Assignment #2: Perl
Regular Expressions
Due: Sept. 24, 1999 6:00pm
One of the first steps in reading English text is to group letters in legal English
words. Similarly, compilers need to group character strings from a program into
meaningful programming language words, called tokens. This process is
known as lexical analysis.
Some common C++ tokens include:
- identifiers (variable names),
- keywords ( if, for, switch,
etc.),
- constants (integer, float, character),
- strings (quoted sequences of characters),
- operators (+, -, =, *=, etc.),
- and other special tokens ({, }, (, ), etc.).

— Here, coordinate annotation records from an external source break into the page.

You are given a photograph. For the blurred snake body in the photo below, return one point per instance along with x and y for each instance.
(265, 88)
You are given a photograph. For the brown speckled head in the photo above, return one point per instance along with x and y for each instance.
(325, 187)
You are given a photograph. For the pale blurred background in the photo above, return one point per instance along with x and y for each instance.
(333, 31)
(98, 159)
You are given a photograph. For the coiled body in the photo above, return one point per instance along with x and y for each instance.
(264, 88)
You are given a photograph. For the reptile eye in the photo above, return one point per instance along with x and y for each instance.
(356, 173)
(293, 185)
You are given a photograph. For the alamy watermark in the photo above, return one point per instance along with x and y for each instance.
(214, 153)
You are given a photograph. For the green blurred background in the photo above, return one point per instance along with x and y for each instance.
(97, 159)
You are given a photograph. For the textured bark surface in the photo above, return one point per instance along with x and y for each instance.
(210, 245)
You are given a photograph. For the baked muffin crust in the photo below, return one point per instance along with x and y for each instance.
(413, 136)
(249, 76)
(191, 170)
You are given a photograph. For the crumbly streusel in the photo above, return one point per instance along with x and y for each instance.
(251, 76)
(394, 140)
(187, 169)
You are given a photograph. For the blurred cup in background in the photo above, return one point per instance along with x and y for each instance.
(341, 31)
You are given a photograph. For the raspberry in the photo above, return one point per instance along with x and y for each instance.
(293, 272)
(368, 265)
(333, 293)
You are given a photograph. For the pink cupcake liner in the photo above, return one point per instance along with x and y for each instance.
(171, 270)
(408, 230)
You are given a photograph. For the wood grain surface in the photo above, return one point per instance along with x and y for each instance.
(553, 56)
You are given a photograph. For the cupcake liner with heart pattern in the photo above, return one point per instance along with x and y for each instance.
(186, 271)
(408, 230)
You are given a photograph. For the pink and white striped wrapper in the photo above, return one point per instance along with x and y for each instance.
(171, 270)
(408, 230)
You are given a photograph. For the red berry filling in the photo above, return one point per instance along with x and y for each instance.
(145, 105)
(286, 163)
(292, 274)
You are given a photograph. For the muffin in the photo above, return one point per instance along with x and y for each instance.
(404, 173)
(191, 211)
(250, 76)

To simplify lexical analysis, most programming languages require that different types
of tokens follow specific formatting conventions. These conventions (patterns) are
formally specified by regular expressions. (We discuss regular expressions in
class.)
If an input string conforms to the regular expression for type X (an
identifier, a constant, etc.), then the compiler can infer that the string is of type X.
Your assignment is to write a Perl program that classifies input strings into one of
the five following token types, loosely based on those in C++.

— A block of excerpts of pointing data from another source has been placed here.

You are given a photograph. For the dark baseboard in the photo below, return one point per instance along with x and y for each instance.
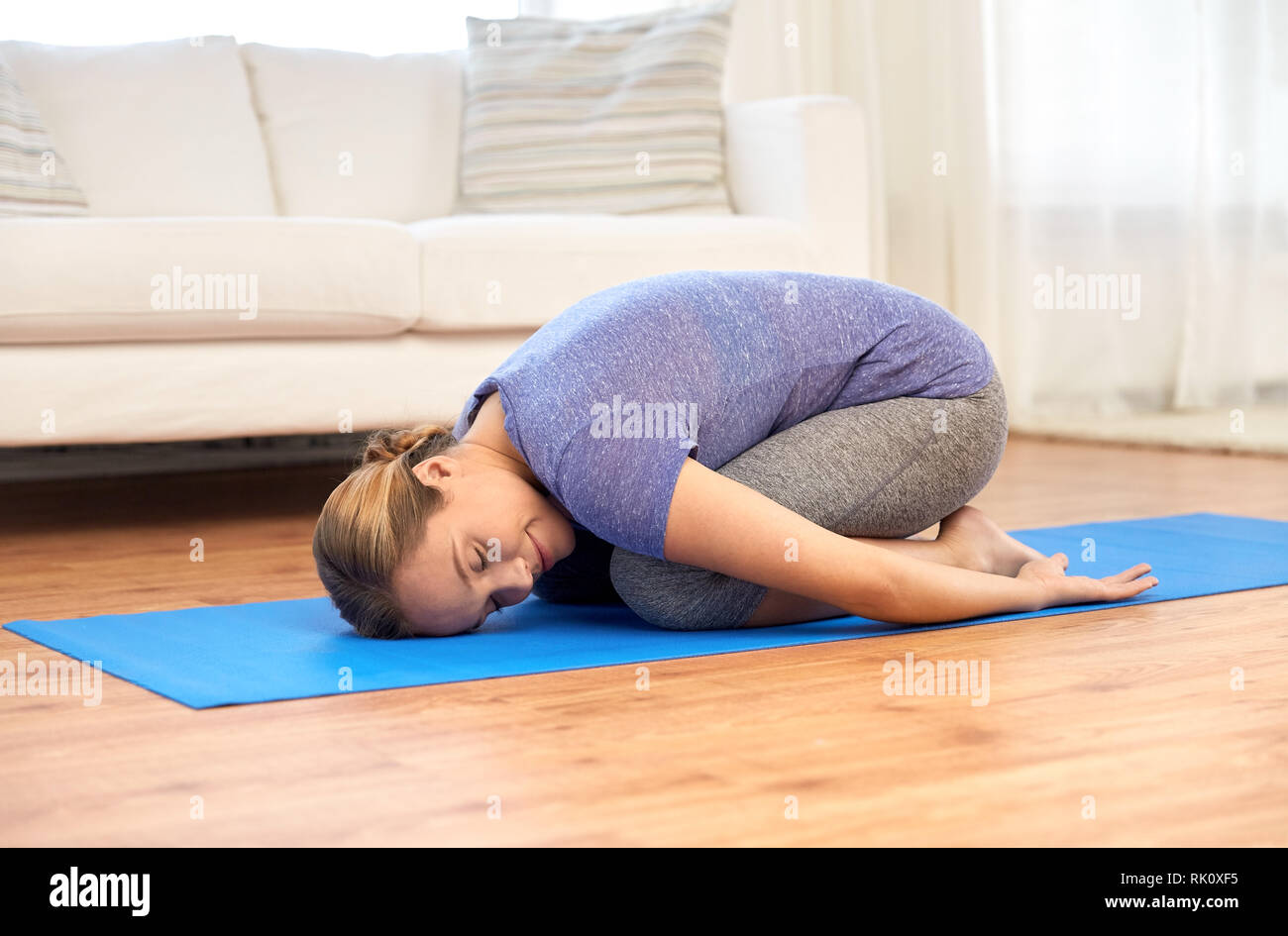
(50, 463)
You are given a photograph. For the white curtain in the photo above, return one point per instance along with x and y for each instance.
(1098, 187)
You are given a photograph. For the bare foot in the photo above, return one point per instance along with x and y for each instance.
(982, 545)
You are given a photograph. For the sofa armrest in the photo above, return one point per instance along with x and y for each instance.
(805, 158)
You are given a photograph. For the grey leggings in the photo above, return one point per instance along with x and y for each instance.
(889, 468)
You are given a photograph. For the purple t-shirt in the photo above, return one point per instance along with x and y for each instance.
(606, 399)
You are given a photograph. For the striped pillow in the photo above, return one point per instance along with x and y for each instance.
(34, 180)
(617, 116)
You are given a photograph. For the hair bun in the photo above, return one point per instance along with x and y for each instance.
(389, 445)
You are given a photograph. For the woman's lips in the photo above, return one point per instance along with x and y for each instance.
(541, 554)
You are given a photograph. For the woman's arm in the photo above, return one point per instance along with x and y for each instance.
(722, 525)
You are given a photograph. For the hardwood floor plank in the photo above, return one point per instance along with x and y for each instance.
(1132, 705)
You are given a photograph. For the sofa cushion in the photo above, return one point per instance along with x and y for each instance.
(121, 279)
(34, 179)
(151, 129)
(353, 136)
(484, 271)
(616, 115)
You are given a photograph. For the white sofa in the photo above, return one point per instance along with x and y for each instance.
(326, 180)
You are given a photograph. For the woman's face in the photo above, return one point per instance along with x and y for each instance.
(494, 536)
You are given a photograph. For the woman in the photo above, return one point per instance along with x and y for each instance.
(715, 449)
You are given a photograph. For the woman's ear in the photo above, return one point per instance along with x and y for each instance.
(436, 468)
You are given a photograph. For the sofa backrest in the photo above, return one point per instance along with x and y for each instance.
(204, 127)
(355, 136)
(154, 128)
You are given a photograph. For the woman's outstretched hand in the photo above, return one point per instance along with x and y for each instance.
(1057, 588)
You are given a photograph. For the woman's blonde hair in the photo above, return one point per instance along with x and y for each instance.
(372, 522)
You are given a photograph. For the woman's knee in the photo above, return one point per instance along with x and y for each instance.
(681, 597)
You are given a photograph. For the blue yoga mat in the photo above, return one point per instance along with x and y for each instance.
(233, 654)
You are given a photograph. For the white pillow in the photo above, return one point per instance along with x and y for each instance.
(617, 116)
(34, 179)
(151, 129)
(355, 136)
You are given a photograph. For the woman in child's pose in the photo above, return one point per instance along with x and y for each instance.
(715, 450)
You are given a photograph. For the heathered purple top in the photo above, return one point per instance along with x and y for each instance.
(605, 400)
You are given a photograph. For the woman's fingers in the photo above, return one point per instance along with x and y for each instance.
(1131, 588)
(1128, 574)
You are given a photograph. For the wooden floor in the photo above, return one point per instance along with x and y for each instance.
(1129, 707)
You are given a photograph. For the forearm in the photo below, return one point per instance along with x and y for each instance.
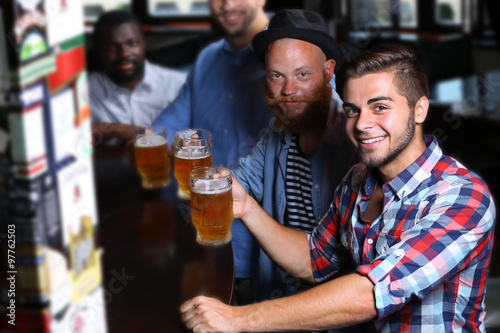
(342, 302)
(287, 247)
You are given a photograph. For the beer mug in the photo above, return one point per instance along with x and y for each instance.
(212, 204)
(192, 149)
(151, 155)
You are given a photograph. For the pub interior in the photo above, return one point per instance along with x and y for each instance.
(150, 262)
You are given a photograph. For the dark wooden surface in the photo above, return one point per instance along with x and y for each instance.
(151, 261)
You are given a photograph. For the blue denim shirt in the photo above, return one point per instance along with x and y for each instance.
(223, 94)
(262, 174)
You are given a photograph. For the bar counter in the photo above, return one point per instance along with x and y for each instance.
(151, 261)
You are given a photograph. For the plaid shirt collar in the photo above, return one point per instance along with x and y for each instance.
(408, 180)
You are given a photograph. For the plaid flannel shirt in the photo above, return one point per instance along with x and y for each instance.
(427, 253)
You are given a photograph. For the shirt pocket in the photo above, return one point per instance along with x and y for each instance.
(394, 225)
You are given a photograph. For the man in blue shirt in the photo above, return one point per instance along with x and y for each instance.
(223, 92)
(129, 92)
(295, 168)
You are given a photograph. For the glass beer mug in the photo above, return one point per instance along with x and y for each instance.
(151, 156)
(212, 205)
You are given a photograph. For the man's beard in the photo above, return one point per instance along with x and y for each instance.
(120, 78)
(401, 143)
(314, 115)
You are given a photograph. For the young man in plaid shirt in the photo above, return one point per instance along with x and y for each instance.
(417, 225)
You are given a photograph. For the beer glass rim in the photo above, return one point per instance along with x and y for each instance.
(203, 170)
(205, 137)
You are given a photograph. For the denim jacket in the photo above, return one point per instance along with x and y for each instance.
(262, 174)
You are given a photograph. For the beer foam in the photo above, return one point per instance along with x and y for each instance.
(150, 141)
(186, 134)
(207, 186)
(192, 153)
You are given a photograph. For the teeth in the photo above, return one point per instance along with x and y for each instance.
(373, 140)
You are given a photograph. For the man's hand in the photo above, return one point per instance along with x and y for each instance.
(241, 200)
(204, 314)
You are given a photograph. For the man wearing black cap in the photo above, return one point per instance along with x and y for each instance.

- ID. An identifier consists of a sequence of digits and letters, with the
first character required to be a letter. Permitted letters include all upper and
lower case English letters plus the underscore (_). Permitted
digits are the ten decimal digits (0..9).
- INT. An integer constant is a non-empty sequence of digits, optionally
preceded by a sign ( + or -).
- FLOAT. Each floating point constant consists of an integer part, a
decimal point, a fraction part, an exponent marker (e or E),
and an exponent part. The integer, fraction, and exponent parts (when present) are
non-empty sequences of digits. The integer and exponent parts may or may not be preceded
by a sign ( + or -).
Furthermore, floating point constants must satisfy the following rules and exceptions:
a. Either the integer part or the fraction part may be missing,
but at least one must be present.
b. Either the decimal point or the exponent (marker and part) may
be missing, but at least one must be present.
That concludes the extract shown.